For a long time after moving my website from Netlify to Azure, none of my fancy emoji or weird umlaut characters would display properly. Today I fixed that by popping back into the the Hugo theme I built off of minimum-viable-hugo and adding

<meta charset="utf-8">

to themes/minimum-viable-hugo/layouts/index.html and themes/minimum-viable-hugo/layouts/partial/head.html. (There’s probably a way to intimidate Azure Static Web Apps into using UTF-8 by default too, but I didn’t bother to look.)

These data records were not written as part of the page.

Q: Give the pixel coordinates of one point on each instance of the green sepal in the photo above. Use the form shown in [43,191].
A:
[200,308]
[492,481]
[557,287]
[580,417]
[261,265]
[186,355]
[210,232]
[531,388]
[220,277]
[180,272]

Amateur mistake, I know. What’s more interesting is why, in an era where UTF-8 is and should be everywhere anyway, Microsoft still refuses to default to this, setting UTF-16 Little Endian as the deafult in programs as basic as Notepad.

The answer is legacy. Microsoft has always been a business-first company, and a lot of business gets done in the CJK (Chinese-Japanese-Korean) character sets. So they actually hopped on the “ASCII isn’t enough” bandwagon faster than most: Windows NT supported something like UTF-16LE since at least 1996. They didn’t stop pushing UTF-16 actively until 2019!

Bonus tidbit: If you can’t grep through a CSV files, check its encoding with file. CSVs are the type O negative of business data. If at any point a Windows development environment was involved in the making of your CSV, iconv -f UTF-16LE -t UTF-8 it.csv first. (Or just use ripgrep.)